Another film has made it big. After Hum Apke Hai Kaun, Rangeela and Dilwale Dulhaniya Le Jayenge, it is Hindustani, now unfolding into an all-India craze. What is the undercurrent that makes them tick?
It is said that cinema in India reflects the popular perception of current affairs of the country. But there is yet another facet to the popular cinema. It also reveals the machinations of the ruling classes to deflect and modify the thinking process of the masses. At times channelising their despair, romanticising it, so as not to let it become a serious threat to the well-entrenched system.
Hindustani, the film, reveals many insights in this regard. The film depicts all-pervasive corruption. Government corridors, ministries, police, health departments - are flooded with the corrupt. Bribes are offered and accepted without a wink. To secure a government job, a young man in the film is willing to stoop down to any level to keep his masters happy.

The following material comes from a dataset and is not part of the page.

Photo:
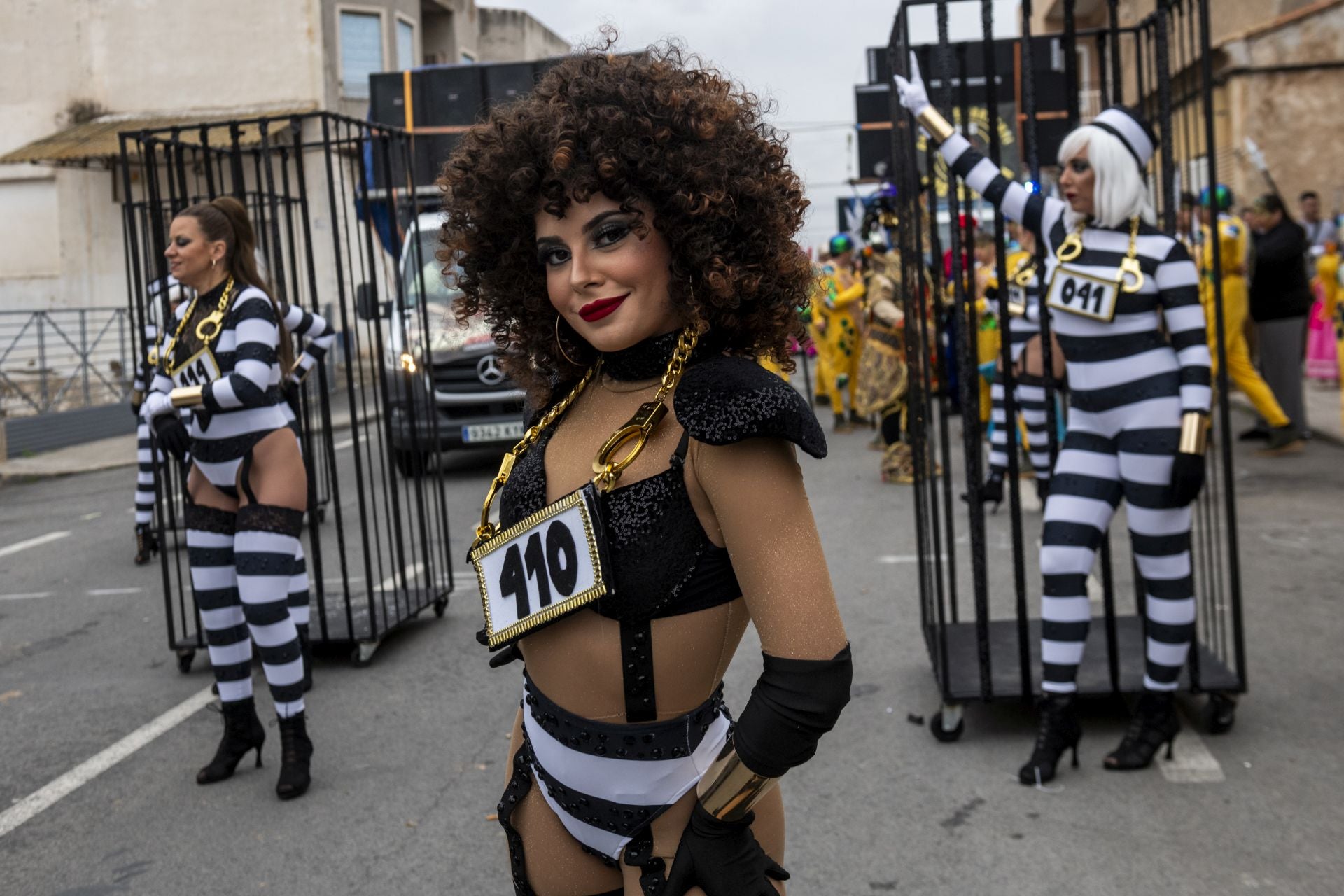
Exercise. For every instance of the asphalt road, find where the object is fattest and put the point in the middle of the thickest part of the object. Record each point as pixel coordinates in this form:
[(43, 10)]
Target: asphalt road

The film hits the bullseye - the middle classes who are the silent spectators-cum-participants and sufferers of the consequences of corruption in public offices. The choice of Road Transport Office is significant. Owning a vehicle, at least a two-wheeler, is one of the criteria for being part of the middle classes in India. Surely a member of this class has had an encounter with the RTO, if not any other government office.
Hindustani is the story of an old man of the earlier generation, who dreamt of living with certain values. The world around him has changed and overtaken him. Senapathy (literally commander of an army), the hero of the film, is an INA veteran who gets caught and returns to his village following his release after Independence.
He becomes a prosperous farmer. His children, a son and a daughter, do not listen to him. They forge his signature to draw money from the bank. The money was required as a bribe to acquire a job for the boy. Senapathy refuses to give the bribe. The son leaves for Bombay and gets a broker's job at the RTO.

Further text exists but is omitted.